For Ellen Waltzman, Cape Cod is not simply a vacation destination — it is a ritual. A return. A reset button disguised as salt air and shoreline curves.
Every year, when the calendar opens a small window of freedom, she points her car toward the Cape. And somewhere between the Sagamore Bridge and that first breathtaking glimpse of ocean blue, something inside her exhales.
Cape Cod has its own rhythm. It moves slower than the rest of the world. Intentional. The dunes roll gently like unfinished sentences. The sea shifts from steel gray to turquoise depending on the mood of the sky.
For Ellen Waltzman, this is not just scenery — it is sanctuary.
The winding roads that hug the coastline feel designed not for rushing, but for savoring. And savoring is exactly what she does.
Driving along the Cape’s shoreline is more than transportation for Ellen Waltzman — it is meditation in motion.
Hands steady on the wheel.
Windows cracked just enough to let the briny air slip inside.
The Atlantic stretches beside her like an endless horizon of possibility.
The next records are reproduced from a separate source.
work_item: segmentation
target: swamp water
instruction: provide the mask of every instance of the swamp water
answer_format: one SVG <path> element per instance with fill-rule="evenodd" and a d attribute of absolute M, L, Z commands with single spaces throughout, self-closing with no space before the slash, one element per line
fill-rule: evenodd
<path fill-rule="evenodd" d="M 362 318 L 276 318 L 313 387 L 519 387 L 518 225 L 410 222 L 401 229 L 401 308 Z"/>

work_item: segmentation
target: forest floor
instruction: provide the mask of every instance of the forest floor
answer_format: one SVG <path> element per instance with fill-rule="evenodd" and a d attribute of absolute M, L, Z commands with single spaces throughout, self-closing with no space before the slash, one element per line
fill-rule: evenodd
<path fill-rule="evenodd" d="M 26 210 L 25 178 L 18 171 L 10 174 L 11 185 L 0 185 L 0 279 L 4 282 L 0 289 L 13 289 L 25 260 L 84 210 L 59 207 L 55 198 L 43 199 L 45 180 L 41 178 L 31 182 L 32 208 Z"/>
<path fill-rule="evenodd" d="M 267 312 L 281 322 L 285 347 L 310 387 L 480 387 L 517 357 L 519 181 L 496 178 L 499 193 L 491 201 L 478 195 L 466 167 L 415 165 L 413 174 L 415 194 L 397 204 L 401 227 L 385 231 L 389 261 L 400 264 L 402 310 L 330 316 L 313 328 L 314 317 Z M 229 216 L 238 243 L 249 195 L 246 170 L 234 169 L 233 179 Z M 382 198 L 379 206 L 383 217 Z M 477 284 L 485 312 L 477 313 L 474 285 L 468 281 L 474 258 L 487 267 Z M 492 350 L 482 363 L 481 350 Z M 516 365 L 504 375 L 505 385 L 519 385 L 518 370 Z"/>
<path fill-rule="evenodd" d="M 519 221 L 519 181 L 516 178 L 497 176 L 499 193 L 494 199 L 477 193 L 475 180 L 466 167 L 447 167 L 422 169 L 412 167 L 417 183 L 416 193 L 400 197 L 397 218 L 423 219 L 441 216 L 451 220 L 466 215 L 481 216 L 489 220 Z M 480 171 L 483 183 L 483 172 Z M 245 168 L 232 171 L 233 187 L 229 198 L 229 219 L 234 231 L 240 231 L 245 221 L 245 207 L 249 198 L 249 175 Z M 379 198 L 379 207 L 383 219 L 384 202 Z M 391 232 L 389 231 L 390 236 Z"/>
She loves the historic charm of Route 6A, where tree-lined roads frame classic New England homes. She treasures the curves near Chatham, where sand meets sea grass. And the quiet stretches toward Provincetown, where art and ocean blend into something timeless.
Every drive becomes a moment of clarity.

The coastline mirrors life — constantly moving, reshaping itself, yet always anchored. The tides come and go, but the shore remains.
That balance between change and steadiness resonates deeply with Ellen Waltzman.